NSW Shadow Minister for Environment, Ms Penny Sharpe, has called on State Parliament to act on the Mangrove Mountain landfill.
Ms Sharpe traced the origins of the site as a community golf proposal to its current standing as a waste facility that threatens to contaminate the region’s water supply.
She said it left many questions unanswered about how facilities were approved and monitored and how development consents were modified through changed consent conditions.
“The history of the Mangrove Mountain Landfill site starts very innocently in 1998 when the former Gosford City Council approved a development consent from the RSL to remodel the Mangrove Mountain Golf Course,” Ms Sharpe said.
“A limit of 80,000 cubic metres of fill as a waste facility was set in an area regulated by an environmental protection licence to turn the nine-hole golf course into an 18-hole golf course.
“Because clean landfill was to be used for a specific purpose, there was no need to place a leachate barrier or collection system under the waste.
“There was also a series of conditions placed on the development approval and a licence was required from the Environment Protection Authority (EPA).
She said the first licence from the EPA was issued to Planet Earth Support Company in November, 2001, however the conditions to develop a leachate management plan and to install a leachate barrier system and a leachate collection system did not occur.

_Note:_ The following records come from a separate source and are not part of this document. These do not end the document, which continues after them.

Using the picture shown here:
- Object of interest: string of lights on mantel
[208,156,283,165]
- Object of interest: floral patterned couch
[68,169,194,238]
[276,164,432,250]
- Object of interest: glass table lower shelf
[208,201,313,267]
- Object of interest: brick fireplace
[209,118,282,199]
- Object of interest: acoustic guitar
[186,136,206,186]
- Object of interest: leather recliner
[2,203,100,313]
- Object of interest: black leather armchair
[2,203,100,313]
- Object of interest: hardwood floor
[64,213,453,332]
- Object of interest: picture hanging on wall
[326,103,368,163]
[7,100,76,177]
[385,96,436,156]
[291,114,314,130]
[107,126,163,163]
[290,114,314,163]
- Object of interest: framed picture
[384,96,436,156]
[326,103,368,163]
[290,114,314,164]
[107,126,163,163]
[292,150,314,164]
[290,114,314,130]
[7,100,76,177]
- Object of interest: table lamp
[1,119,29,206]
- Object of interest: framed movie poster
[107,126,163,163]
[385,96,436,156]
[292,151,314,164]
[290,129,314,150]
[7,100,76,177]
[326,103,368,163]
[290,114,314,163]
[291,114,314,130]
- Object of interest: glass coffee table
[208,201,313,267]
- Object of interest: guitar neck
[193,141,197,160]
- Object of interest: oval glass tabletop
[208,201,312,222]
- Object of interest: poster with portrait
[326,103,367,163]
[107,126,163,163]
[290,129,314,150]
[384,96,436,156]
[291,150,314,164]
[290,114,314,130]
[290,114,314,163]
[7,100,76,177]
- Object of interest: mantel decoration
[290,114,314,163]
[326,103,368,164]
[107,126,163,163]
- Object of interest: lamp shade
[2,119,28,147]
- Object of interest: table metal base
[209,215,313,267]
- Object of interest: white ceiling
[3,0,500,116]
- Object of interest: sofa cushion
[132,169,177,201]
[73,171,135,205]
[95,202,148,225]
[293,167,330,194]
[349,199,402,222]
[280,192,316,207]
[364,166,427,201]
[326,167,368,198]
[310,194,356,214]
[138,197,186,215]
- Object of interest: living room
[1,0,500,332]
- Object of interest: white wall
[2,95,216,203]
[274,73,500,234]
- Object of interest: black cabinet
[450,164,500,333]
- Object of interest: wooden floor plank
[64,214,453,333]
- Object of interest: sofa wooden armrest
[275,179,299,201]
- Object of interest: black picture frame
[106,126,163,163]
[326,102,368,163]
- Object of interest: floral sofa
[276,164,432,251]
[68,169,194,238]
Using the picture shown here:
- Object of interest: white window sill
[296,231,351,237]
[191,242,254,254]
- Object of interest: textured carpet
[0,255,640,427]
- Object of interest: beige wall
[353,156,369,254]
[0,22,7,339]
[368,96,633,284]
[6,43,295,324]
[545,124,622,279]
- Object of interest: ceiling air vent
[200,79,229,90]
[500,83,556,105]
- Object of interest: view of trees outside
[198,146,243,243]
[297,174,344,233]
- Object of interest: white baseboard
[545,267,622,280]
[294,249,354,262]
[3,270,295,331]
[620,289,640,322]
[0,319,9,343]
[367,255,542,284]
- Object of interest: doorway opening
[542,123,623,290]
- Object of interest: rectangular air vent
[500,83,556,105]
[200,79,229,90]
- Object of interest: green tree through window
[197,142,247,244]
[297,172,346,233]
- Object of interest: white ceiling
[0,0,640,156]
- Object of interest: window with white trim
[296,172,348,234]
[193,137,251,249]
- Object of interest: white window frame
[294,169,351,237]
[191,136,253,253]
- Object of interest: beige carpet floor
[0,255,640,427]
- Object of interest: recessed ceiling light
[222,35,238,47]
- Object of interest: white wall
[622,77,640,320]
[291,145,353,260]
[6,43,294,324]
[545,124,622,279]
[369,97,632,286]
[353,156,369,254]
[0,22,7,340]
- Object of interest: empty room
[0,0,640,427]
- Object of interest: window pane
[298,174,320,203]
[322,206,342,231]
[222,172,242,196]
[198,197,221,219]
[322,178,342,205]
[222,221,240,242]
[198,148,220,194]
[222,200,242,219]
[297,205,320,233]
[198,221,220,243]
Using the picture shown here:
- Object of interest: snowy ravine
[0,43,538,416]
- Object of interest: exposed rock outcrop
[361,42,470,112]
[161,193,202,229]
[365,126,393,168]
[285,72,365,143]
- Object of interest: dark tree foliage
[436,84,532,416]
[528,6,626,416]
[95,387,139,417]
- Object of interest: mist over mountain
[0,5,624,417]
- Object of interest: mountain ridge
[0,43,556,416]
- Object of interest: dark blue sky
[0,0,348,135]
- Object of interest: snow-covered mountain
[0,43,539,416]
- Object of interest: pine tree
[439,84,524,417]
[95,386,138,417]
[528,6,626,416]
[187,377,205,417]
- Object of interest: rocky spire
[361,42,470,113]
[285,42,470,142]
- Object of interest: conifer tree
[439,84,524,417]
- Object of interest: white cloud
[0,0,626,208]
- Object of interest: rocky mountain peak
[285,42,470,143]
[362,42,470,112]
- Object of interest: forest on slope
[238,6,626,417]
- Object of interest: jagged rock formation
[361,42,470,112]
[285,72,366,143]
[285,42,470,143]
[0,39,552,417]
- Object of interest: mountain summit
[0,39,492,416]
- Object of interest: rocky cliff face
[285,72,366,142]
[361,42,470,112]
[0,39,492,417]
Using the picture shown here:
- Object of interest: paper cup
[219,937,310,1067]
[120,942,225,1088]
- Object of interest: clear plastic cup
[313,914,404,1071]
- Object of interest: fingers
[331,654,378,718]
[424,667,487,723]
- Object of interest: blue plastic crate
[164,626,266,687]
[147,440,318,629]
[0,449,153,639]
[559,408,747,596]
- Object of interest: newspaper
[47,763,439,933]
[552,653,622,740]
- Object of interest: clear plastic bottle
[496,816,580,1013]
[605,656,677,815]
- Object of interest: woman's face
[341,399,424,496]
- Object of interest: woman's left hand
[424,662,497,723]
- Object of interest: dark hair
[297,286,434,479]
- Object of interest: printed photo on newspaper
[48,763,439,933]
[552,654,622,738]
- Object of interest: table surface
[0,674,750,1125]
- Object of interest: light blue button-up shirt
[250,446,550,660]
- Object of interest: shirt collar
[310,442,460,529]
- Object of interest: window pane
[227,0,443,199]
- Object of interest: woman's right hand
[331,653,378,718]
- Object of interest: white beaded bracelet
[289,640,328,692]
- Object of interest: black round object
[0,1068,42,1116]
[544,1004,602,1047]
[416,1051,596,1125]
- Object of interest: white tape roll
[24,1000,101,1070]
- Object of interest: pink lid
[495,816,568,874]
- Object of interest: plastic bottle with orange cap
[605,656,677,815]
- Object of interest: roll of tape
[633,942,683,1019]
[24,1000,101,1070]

She said further modifications to the environmental protection license between 2001 and 2012 eroded the environmental controls until the site had taken more than 10 times the original amount of waste approved to be dumped on it.
Ms Sharpe said there were fears in the community that the current size of the site could contaminate the Central Coast’s water supply.
“The Mangrove Mountain Landfill site sits on a permanent watercourse and the groundwater aquifers in the catchment of the Central Coast drinking water supply.
“It is a giant mound—not of clean fill, but of a range of waste that never should have been allowed to be there in the first place.
“This landfill site is producing an estimated three million litres of leachate annually, much of which flows into the catchment of the Ourimbah Creek system and into significant groundwater reserves.”
Ms Sharpe said the Mangrove Mountain Landfill had another significant problem.
“Eight-five per cent of the existing waste mound is unlined because, remember, it was supposed to be clean fill for a golf course and the 15 per cent of the lining that is there is ineffective and does not meet current standards.
“Despite all these problems, in 2014 current planning approval was given, won in the Land and Environment Court, that will allow the operator to dump a further 1.3 million cubic metres of waste, meaning the total amount of rubbish will expand to 2.2 million cubic metres, or 25 times what was originally envisaged for this site.
“We need to pay attention to the words of Dr Stephen Goodwin from the Mangrove Mountains District Association, who said, “The Mangrove Mountain landfill is flagged to be further expanded but it doesn’t comply with its development consent, is at odds with the environment guidelines for New South Wales solid waste facilities and, in addition, has failed to comply with its environment protection licence conditions on numerous occasions.”